Estórias Made In é uma rubrica do Maisfutebol que aborda o percurso de jogadores e treinadores portugueses no estrangeiro. Há um português a jogar em cada canto do Mundo. Este é o espaço em que relatamos as suas vivências. Sugestões e/ou opiniões para djmarques@tvi.pt ou rgouveia@tvi.pt

Fiel amigo e adjunto de José Mourinho no Tottenham e no Manchester United, Ricardo Formosinho decidiu no verão de 2020 que estava na hora de voltar a testar-se como treinador principal. Falou com ele e despediu-se com amizade sem saber o que o futuro lhe reservaria.

Meses depois, aterrou em Cartum, capital do Sudão, para treinar o Al-Hilal SC, um gigante de África com 20 milhões de adeptos. Em meio ano conquistou-lhes os corações: mudou hábitos instituídos e, mais importante, venceu o campeonato, pondo fim a um domínio de alguns anos do grande rival Al-Merrikh, apurou-se para a final da Taça (que ainda vai ser jogada) e carimbou o acesso à fase de grupos da Champions africana.

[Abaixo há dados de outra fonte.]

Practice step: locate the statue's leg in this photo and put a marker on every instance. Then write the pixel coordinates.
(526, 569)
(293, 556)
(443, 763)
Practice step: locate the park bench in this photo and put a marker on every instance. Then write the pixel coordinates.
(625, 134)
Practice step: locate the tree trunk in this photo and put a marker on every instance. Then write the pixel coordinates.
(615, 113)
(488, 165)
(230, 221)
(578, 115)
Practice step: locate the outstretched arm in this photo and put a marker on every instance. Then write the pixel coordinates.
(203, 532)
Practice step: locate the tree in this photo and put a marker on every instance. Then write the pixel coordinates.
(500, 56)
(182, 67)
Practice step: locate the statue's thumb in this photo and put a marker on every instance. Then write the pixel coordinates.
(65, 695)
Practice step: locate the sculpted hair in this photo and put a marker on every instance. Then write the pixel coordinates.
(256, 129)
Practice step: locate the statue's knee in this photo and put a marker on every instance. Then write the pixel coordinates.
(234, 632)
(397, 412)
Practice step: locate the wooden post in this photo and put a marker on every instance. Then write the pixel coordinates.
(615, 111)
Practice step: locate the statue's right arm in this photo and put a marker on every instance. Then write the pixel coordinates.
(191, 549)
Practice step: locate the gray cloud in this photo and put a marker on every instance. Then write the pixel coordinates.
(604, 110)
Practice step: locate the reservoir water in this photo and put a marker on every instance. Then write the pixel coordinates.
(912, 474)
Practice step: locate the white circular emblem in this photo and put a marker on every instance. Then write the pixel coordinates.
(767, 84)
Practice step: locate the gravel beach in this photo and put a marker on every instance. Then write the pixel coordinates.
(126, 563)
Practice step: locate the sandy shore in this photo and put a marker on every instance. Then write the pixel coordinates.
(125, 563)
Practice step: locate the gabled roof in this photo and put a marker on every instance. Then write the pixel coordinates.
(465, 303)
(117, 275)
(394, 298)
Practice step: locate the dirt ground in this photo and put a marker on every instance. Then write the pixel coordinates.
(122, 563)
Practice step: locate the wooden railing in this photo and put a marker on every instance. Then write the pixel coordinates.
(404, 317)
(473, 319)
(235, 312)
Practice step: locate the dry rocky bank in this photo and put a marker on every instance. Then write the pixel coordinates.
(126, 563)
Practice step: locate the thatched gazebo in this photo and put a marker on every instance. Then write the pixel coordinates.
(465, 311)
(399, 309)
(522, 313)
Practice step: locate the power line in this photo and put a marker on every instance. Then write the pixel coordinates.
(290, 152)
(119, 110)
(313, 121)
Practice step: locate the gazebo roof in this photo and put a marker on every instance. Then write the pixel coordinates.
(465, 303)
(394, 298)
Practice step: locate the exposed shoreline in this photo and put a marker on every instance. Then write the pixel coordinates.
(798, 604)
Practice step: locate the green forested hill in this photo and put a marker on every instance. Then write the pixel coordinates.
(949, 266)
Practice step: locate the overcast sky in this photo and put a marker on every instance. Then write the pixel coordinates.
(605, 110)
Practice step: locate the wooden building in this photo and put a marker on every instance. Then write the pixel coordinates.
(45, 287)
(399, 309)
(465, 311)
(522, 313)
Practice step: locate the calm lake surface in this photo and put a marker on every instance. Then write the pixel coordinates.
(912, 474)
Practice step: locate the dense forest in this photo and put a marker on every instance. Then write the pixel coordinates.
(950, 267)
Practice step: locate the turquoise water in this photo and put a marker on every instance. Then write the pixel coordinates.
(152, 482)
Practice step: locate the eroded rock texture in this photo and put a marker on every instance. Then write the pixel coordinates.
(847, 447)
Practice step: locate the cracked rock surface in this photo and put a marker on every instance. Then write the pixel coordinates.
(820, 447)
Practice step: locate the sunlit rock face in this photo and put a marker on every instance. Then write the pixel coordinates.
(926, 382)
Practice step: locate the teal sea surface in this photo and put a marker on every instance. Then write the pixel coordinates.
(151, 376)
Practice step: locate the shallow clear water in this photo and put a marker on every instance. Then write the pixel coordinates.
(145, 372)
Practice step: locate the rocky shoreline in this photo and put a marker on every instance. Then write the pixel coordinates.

A 25 de outubro, um golpe militar deitou abaixo um Governo incapaz dar resposta a uma crise gravíssima num país estrangulado por uma elevada inflação, pela escassez de alimentos, de medicamentos e de combustíveis.

Nessa altura, o Al-Hilal estava no vizinho Egito, onde ia jogar para a Champions de África e o aeroporto internacional de Cartum foi fechado e o acesso à internet cortado. Por sentir a segurança comprometida, o voo seguinte que Formosinho apanhou foi para Portugal. «Deixei lá quase toda a minha roupa. Os meus pertences pessoais ficaram lá. Os profissionais vieram comigo porque me acompanham sempre para os jogos», conta-nos este setubalense que em 1990 iniciou-se como treinador depois de uma carreira sólida como futebolista, quase toda no Vitória, o clube da terra pelo qual continua apaixonado.

Em entrevista ao Maisfutebol, o setubalense Ricardo Formosinho recordou as aventuras sudanesas e falou sobre a longa amizade com o homem que diz continuar a ser o número 1, apesar da ausência de títulos nos últimos anos. «Ele vai voltar a ganhar e fazer obra na Roma, porque vão dar-lhe tempo.»

DR: Al-Hilal SC

Maisfutebol – Se pudesse definir a sua passagem pelo Sudão numa palavra, qual escolheria?

Ricardo Formosinho – Sucesso.

MF – Porque chegou ao país em abril passado, ganhou o campeonato…

RF – O campeonato, passámos duas pré-eliminatórias da Champions League africana e chegámos à fase de grupos, e apurámo-nos para a final da Taça, que vai ser disputada no próximo mês. Quando lá chegámos, perdemos o primeiro ou o segundo jogo que fizemos, contra o anterior campeão, e depois vencemos todos os 15 jogos da segunda volta e só sofremos um golo. Portanto, sucesso! Era impossível fazer melhor.

MF – E acabou por voltar recentemente a Portugal numa altura em que estava em curso um golpe militar no país. Foi isso que o levou a regressar?

RF – Nós tínhamos acabado de disputar a 2.ª pré-eliminatória para a Champions League, que ganhámos. Estávamos no Egito e é precisamente nesse dia [final de outubro] que a situação se dá. E, claro, tivemos complicações porque não conseguíamos entrar no Sudão. E optámos por regressar diretamente do Egito para Portugal. E há várias razões que me levam a não voltar ao Sudão.

MF – Quais?

RF – O país está num momento de grande reboliço político. Não me sentia 100 por cento seguro como antes e essa é uma das razões.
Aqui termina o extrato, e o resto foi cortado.